Già nel 1916, quando noi ci affannavamo per
prendere Gorizia, ne fu consapevole l'imperatore Carlo; ma tutto,
ormai, era perduto.
Johan Huizinga |
Non si indagano che fatti, fatti... Le
analisi psicologiche trattano perlopiù del morale delle truppe, dei
comportamenti al fronte, del ritorno a casa. La carneficina non
riguarda soltanto i corpi materiali dei caduti. L'Europa perdette una
quantità incalcolabile di sostanza virile. Uno psicanalista potrebbe
vedere nella trincea una vagina con denti di tigre, che attira virilità
per maciullarla. Il consumo spermatico nei sospirati bordelli militari
è incalcolabilmente sorpassato dalla attenzione spossatrice del Nemico
di fronte, di là dalla selva oscura di una Terra di Nessuno infestata
da spiriti maligni, col dito sulle mitragliatrici. Quel che ne restava,
poco più di venti anni dopo, viene liquidato in cinque anni. La
successiva lunga pace, in cui Marte si nasconde dietro la maschera
neutra dell'Economia, si caratterizza per la snervatezza dell' homo
pacificus e l'avanzata, su tutto il fronte dell'esistenza, del potere
matriarcale. Un verso di Apollinaire, combattente in una batteria di
artiglieri, è di una pregnanza infinita della realtà in ombra della
guerra in cui il segno maschile è andato in pezzi, quinto (segreto) dei
quattro grandi Imperi dissolti: Notte di uomini soltanto . È una
notte di vigilia di un assalto e grida come una donna sopraparto,
assorbendo nel lamento dei materiali da sparo anche la pena estrema
della femminilità esclusa. Verso stupefacente, la verità profonda della
guerra di Quattordici, che non è finita ieri né finirà domani.
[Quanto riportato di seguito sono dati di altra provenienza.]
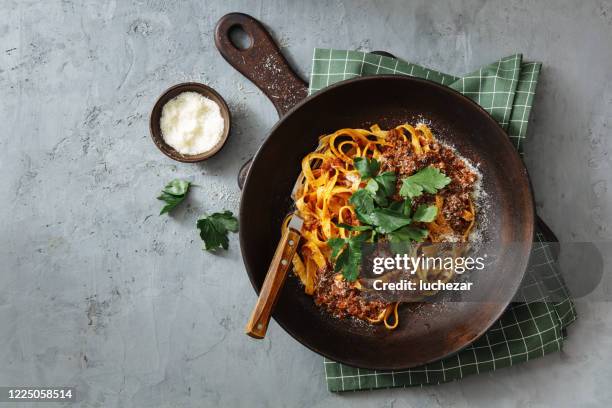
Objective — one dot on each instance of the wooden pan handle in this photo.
(260, 317)
(262, 62)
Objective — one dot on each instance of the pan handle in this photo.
(261, 62)
(277, 272)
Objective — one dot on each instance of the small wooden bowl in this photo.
(154, 121)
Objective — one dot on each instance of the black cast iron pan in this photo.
(427, 331)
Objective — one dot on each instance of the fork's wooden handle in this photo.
(260, 317)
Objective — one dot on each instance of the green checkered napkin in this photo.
(528, 329)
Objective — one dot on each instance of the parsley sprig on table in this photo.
(380, 215)
(214, 229)
(173, 194)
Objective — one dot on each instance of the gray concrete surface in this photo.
(99, 292)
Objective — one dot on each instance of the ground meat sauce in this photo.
(399, 157)
(339, 297)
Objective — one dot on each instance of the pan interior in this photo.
(427, 331)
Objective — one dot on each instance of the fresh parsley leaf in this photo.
(366, 167)
(386, 182)
(408, 233)
(173, 194)
(425, 213)
(428, 179)
(347, 254)
(402, 207)
(214, 229)
(387, 220)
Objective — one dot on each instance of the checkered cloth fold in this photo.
(531, 326)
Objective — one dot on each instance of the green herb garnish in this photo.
(173, 194)
(346, 254)
(425, 213)
(214, 229)
(381, 216)
(429, 179)
(366, 167)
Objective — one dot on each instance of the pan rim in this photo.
(525, 179)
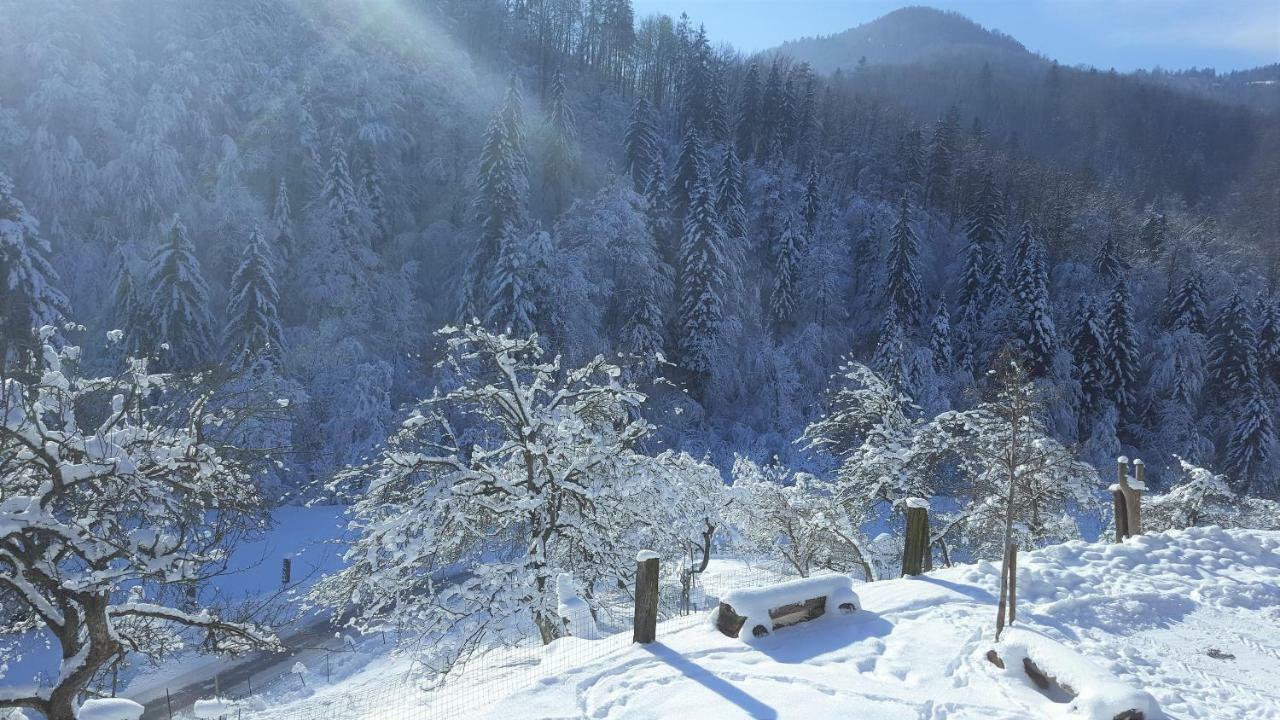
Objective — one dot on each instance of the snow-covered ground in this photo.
(1191, 618)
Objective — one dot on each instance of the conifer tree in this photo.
(784, 295)
(1036, 332)
(749, 113)
(984, 232)
(690, 167)
(129, 304)
(503, 190)
(375, 201)
(940, 340)
(1251, 443)
(903, 283)
(703, 278)
(282, 224)
(252, 317)
(1233, 343)
(728, 199)
(1185, 306)
(1269, 342)
(562, 154)
(179, 300)
(28, 294)
(1121, 351)
(1089, 359)
(640, 151)
(1109, 264)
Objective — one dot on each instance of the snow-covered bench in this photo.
(1052, 666)
(762, 610)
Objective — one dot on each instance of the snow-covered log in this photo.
(762, 610)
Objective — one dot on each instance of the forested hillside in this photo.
(302, 194)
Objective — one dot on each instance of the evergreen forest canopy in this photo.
(300, 195)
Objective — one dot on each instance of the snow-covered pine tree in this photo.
(1109, 263)
(1185, 305)
(903, 276)
(810, 204)
(1089, 359)
(252, 317)
(1251, 443)
(940, 340)
(984, 233)
(108, 520)
(749, 113)
(179, 301)
(553, 472)
(640, 150)
(1232, 352)
(1034, 328)
(502, 191)
(562, 153)
(785, 292)
(728, 200)
(690, 168)
(375, 201)
(703, 277)
(28, 294)
(283, 238)
(129, 302)
(1121, 351)
(1269, 342)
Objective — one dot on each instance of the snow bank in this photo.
(754, 604)
(110, 709)
(211, 709)
(1098, 696)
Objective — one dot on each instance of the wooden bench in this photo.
(767, 609)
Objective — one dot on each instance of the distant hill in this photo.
(906, 35)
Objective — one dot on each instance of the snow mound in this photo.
(754, 604)
(1098, 696)
(110, 709)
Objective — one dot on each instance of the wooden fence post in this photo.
(1120, 513)
(917, 536)
(645, 627)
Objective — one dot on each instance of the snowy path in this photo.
(1146, 613)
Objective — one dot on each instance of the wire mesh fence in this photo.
(388, 689)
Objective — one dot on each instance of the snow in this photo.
(213, 707)
(110, 709)
(1115, 621)
(754, 604)
(1098, 696)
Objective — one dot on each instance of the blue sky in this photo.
(1123, 33)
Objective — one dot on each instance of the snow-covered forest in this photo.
(544, 283)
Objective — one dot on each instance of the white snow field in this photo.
(1189, 616)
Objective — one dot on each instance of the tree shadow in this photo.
(805, 641)
(712, 682)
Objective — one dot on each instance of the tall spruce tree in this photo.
(1036, 333)
(784, 295)
(640, 149)
(562, 150)
(1185, 305)
(503, 190)
(903, 278)
(1089, 359)
(252, 317)
(1121, 351)
(690, 168)
(179, 301)
(703, 277)
(28, 294)
(728, 199)
(1232, 351)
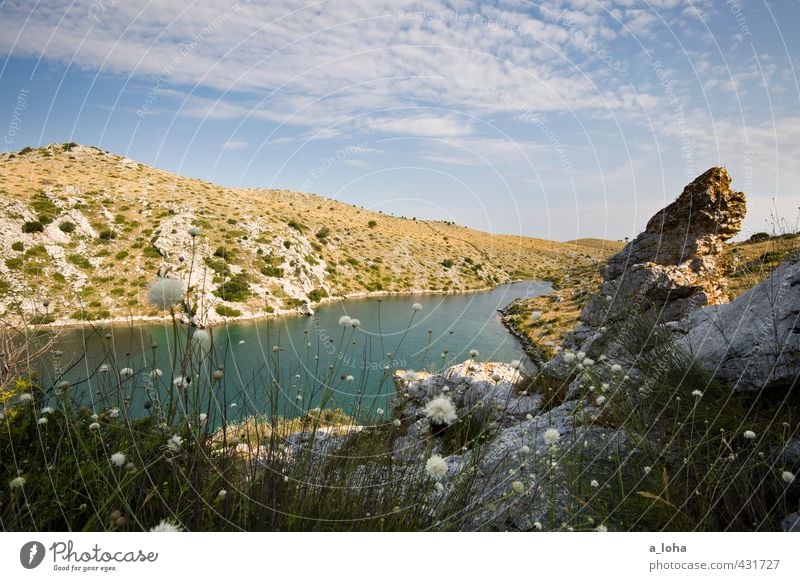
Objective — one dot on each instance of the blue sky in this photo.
(560, 120)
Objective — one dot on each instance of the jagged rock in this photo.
(754, 342)
(486, 388)
(671, 268)
(791, 524)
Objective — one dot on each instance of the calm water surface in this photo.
(313, 352)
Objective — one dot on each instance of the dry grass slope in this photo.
(83, 233)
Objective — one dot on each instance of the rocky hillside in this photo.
(84, 232)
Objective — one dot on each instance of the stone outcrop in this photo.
(519, 480)
(752, 343)
(671, 268)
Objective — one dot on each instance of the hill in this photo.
(85, 232)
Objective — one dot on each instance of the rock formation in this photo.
(754, 342)
(671, 268)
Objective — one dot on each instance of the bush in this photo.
(226, 311)
(13, 263)
(236, 289)
(272, 271)
(79, 261)
(759, 237)
(31, 227)
(295, 225)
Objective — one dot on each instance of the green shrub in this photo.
(236, 289)
(79, 261)
(31, 227)
(317, 295)
(272, 271)
(295, 225)
(13, 263)
(226, 311)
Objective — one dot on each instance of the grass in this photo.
(306, 241)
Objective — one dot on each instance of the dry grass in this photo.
(120, 207)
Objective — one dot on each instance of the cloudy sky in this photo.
(562, 119)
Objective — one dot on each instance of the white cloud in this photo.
(235, 145)
(421, 126)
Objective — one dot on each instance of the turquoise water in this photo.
(313, 353)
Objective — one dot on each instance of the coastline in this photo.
(138, 320)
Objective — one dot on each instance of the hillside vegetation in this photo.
(84, 232)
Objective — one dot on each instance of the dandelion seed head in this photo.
(440, 410)
(166, 526)
(436, 467)
(202, 338)
(174, 443)
(551, 436)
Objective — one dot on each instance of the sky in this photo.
(561, 120)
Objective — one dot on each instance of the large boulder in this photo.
(670, 269)
(752, 343)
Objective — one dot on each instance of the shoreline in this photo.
(138, 320)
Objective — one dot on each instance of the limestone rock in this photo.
(791, 524)
(754, 342)
(671, 269)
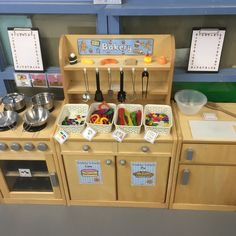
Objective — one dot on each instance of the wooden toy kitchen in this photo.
(117, 139)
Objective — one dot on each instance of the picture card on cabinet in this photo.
(22, 80)
(39, 80)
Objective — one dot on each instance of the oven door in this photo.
(26, 178)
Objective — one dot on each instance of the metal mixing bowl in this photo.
(46, 100)
(8, 118)
(14, 101)
(36, 116)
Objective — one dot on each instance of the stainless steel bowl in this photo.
(14, 101)
(45, 100)
(36, 116)
(8, 118)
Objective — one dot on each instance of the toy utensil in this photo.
(98, 94)
(145, 76)
(86, 96)
(121, 94)
(110, 91)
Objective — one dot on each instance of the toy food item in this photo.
(162, 60)
(87, 61)
(107, 61)
(147, 58)
(129, 118)
(131, 62)
(103, 115)
(157, 119)
(121, 116)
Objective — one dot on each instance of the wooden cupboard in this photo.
(206, 169)
(137, 176)
(101, 187)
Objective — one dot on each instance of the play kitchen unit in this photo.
(128, 72)
(117, 140)
(29, 170)
(205, 168)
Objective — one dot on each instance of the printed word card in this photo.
(25, 48)
(205, 51)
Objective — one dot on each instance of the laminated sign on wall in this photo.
(206, 48)
(143, 173)
(89, 172)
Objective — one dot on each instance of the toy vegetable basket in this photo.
(161, 121)
(101, 128)
(72, 117)
(130, 109)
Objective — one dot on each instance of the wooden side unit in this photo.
(205, 170)
(160, 76)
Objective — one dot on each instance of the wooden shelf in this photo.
(160, 76)
(161, 88)
(34, 174)
(140, 65)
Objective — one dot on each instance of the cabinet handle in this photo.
(108, 162)
(185, 177)
(122, 162)
(85, 147)
(54, 179)
(189, 155)
(145, 149)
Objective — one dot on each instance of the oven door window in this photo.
(26, 176)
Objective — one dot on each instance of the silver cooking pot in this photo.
(45, 100)
(14, 101)
(36, 116)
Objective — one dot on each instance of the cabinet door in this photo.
(198, 184)
(29, 179)
(142, 178)
(90, 177)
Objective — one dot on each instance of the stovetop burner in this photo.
(29, 128)
(18, 111)
(5, 128)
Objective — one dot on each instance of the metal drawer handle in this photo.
(85, 147)
(145, 149)
(185, 177)
(54, 179)
(189, 155)
(108, 162)
(122, 162)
Già. Il quinto Impero, che ha continuato a dissolversi negli anni. La
notte degli uomini non avrà più fine, come quella guerra. Il più grande
romanzo di un testimone, in lingua tedesca, All'Ovest niente di nuovo ,
capolavoro assoluto e inuguagliato, erutta di tutta la smisurata
sofferenza di quelle nuit des hommes . In Remarque non c'è che questo,
la sofferenza di sette liceali partiti volontari, di cui non
sopravvivrà neppure l'Io narrante, caduto poco prima dell'armistizio.
In Addio alle armi, di Hemingway, in un insopportabile lezzo di
alcolici trincati dall'autore, le donne compaiono, amanti di retrovia,
sussulti di giovinezza; ma è più che mai "notte di uomini soltanto"
anche negli sfoghi erotici dei permessi. Un poilu di Barbusse in
licenza a Parigi, vedendo tante donne sole in giro, osserva soddisfatto:
«Bene, ci sono chiappe»: visto e sentito così l'essere umano da
desiderare diventa equipaggiamento militare, materiale- chiappe,
munizioni di carne.
Il miracolo della resistenza francese alle
tremende offensive tedesche (Marna, Verdun), comandi discutibili, è un
mistero spirituale, come Léon Bloy si esaltava a vederlo. Perché le
classi lavoratrici in uniforme erano ancora quelle dell' Assommoir,
infradiciate d'alcool, più stregate dal vino (detto "il latte
dell'operaio") che da chiappe di bellezza. Nella canzone più popolare
del fronte occidentale, la Madelon, il suo lavoro di donna emblematica
dei combattenti, è esclusivamente di "versare da bere". La salvezza da
dove sarà mai venuta? Dai decreti del Fato, più forti di ogni Madonna?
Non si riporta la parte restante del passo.